Un violentissimo terremoto di magnitudo 8.8 ha scosso l’Estremo Oriente russo nella notte tra martedì e mercoledì, con epicentro localizzato a circa 119 chilometri a est di Petropavlovsk-Kamchatsky, al largo della penisola di Kamchatka. La scossa è stata registrata alle 1:24 ora italiana (le 8:24 locali) e si è originata a una profondità di circa 21 chilometri.
L’impatto è stato immediato: il sisma ha innescato un’allerta tsunami su vasta scala in tutto il bacino del Pacifico. Dal Giappone alle Hawaii, dalle Isole Curili alla California, fino a coinvolgere Guam, Cina, Ecuador, Messico e le isole Galapagos.
La città di Severo-Kurilsk, nell’arcipelago delle Curili, è stata colpita da onde alte fino a 5 metri, secondo le autorità russe. Nel distretto di Elizovsky, sulla terraferma della Kamchatka, le onde hanno raggiunto i 4 metri, causando danni strutturali e diversi feriti. Lo stato di emergenza è stato dichiarato nelle zone costiere più esposte, con l’evacuazione di oltre 2.700 persone. Il Centro di Allerta Tsunami del Pacifico ha diffuso immediatamente un comunicato: “È necessario agire con urgenza per proteggere vite umane e proprietà”.
Evacuata Fukushima, in Giappone oltre 2 milioni in fuga
In Giappone, la memoria dello tsunami del 2011 è ancora viva. Le autorità hanno disposto l’evacuazione precauzionale della centrale nucleare di Fukushima Daiichi e il trasferimento immediato di oltre 2 milioni di cittadini dalle aree costiere. Onde anomale di circa 1,3 metri sono arrivate lungo le coste nordorientali dell’arcipelago. Situazione critica anche negli Stati Uniti: alle Hawaii, in particolare a Maui e Big Island, si sono registrate onde di oltre 1,5 metri, mentre la California settentrionale ha osservato lievi innalzamenti del livello del mare, con forti correnti pericolose.
Un sisma tra i più potenti del secolo, in una delle faglie più instabili del pianeta
Secondo gli esperti, il sisma della Kamchatka è tra i sei più forti terremoti mai registrati al mondo dal 1900, al pari di eventi storici come il terremoto del Cile nel 2010 e quello dell’Ecuador-Colombia del 1906. La scossa è avvenuta lungo una zona di subduzione tra la placca Pacifica e quella di Ochotsk, un’area tra le più sismicamente attive al mondo. Secondo gli esperti sismologi dell’USGS (United States Geological Survey) e del Centro Sismologico Euro-Mediterraneo, il terremoto che ha colpito la Kamchatka si colloca tra i sei più forti eventi sismici mai registrati a livello globale dal 1900, raggiungendo una magnitudo di 8.8 sulla scala del momento sismico (Mw). Si tratta di un livello di energia paragonabile a quello del catastrofico terremoto del Cile del 2010, che causò oltre 500 vittime e danni per oltre 30 miliardi di dollari, e di quello che nel 1906 devastò le zone di confine tra Ecuador e Colombia, generando un maremoto che raggiunse perfino le Hawaii.

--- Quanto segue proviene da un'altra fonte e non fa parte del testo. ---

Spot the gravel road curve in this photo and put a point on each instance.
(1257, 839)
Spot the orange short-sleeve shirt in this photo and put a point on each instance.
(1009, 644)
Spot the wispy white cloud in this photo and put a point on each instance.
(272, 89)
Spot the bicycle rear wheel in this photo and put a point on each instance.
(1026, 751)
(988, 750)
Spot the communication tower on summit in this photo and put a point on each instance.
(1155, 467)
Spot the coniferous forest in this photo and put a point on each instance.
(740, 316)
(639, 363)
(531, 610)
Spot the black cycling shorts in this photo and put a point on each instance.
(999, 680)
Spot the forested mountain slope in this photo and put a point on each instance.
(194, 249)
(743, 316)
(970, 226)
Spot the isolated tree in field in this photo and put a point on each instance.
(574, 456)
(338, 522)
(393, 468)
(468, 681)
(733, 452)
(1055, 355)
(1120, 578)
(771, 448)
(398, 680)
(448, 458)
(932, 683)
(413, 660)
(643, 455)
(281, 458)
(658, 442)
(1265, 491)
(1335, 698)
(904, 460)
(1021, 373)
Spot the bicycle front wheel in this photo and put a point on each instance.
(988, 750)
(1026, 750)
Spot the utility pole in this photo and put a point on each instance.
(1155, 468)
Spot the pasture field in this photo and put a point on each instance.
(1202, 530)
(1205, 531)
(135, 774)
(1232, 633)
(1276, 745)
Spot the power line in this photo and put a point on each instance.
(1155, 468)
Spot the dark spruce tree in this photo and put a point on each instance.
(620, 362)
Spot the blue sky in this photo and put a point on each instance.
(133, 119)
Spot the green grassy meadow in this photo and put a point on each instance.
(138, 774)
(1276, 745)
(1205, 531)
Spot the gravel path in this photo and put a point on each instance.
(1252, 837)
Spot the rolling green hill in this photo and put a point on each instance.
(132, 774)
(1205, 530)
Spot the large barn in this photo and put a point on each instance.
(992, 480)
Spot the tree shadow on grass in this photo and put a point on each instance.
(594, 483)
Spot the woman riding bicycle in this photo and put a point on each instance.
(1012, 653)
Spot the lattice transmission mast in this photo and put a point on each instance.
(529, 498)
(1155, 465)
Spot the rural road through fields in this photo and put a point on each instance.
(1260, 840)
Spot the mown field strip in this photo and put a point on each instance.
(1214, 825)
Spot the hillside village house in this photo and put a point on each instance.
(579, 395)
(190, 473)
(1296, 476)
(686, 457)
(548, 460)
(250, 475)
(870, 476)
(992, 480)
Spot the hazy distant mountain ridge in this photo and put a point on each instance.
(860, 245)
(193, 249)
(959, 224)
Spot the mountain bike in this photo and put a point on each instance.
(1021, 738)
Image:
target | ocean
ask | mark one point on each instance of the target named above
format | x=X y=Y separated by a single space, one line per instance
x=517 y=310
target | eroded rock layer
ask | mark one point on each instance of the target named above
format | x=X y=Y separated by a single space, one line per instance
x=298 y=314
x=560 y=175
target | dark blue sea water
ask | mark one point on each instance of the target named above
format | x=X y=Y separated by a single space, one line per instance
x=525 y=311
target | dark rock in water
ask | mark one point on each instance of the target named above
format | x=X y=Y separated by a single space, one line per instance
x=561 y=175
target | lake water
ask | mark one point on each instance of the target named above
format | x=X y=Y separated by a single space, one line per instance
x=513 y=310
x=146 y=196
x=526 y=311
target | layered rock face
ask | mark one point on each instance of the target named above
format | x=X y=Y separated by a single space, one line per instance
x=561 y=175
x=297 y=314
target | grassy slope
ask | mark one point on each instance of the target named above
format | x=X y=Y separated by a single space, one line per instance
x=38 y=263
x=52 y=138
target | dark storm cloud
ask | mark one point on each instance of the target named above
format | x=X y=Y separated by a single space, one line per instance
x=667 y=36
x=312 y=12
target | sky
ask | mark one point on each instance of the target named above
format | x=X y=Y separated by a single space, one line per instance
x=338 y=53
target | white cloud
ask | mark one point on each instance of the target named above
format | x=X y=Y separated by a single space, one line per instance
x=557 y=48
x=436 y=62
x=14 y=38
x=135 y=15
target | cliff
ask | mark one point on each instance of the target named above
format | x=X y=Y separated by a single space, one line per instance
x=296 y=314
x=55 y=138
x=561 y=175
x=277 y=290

La scossa della Kamchatka è stata generata da un violento movimento lungo una zona di subduzione: un confine geologico dove la placca Pacifica scivola sotto la placca di Ochotsk, spingendosi nel mantello terrestre. Questo processo di convergenza tra placche tettoniche è tra i più attivi e pericolosi al mondo, e non è nuovo a fenomeni estremi: nel 1952, proprio in questa regione, un sisma di magnitudo 9.0 produsse uno tsunami che devastò le coste russe e giapponesi, uccidendo centinaia di persone.
L’energia liberata da un terremoto di magnitudo 8.8 equivale a quella di circa 1.000 bombe atomiche come quella di Hiroshima. Ma ciò che rende questi eventi ancora più pericolosi è la loro capacità di generare tsunami transoceanici, con onde che possono propagarsi per migliaia di chilometri, colpendo territori lontanissimi dal punto di origine. La regione della Kamchatka, insieme all’intero ‘Anello di Fuoco’ del Pacifico, rappresenta una cintura sismica ad altissimo rischio, dove oltre il 90% dei terremoti mondiali prende origine. Qui la crosta terrestre è in costante tensione, e rilascia periodicamente enormi quantità di energia.
Secondo gli studiosi, l’evento del 30 luglio 2025 va quindi inquadrato non come un’anomalia, ma come una manifestazione attesa di un sistema tettonico in continua evoluzione. Il monitoraggio e la prevenzione, in queste aree, sono fondamentali per ridurre il rischio di disastri umanitari su vasta scala.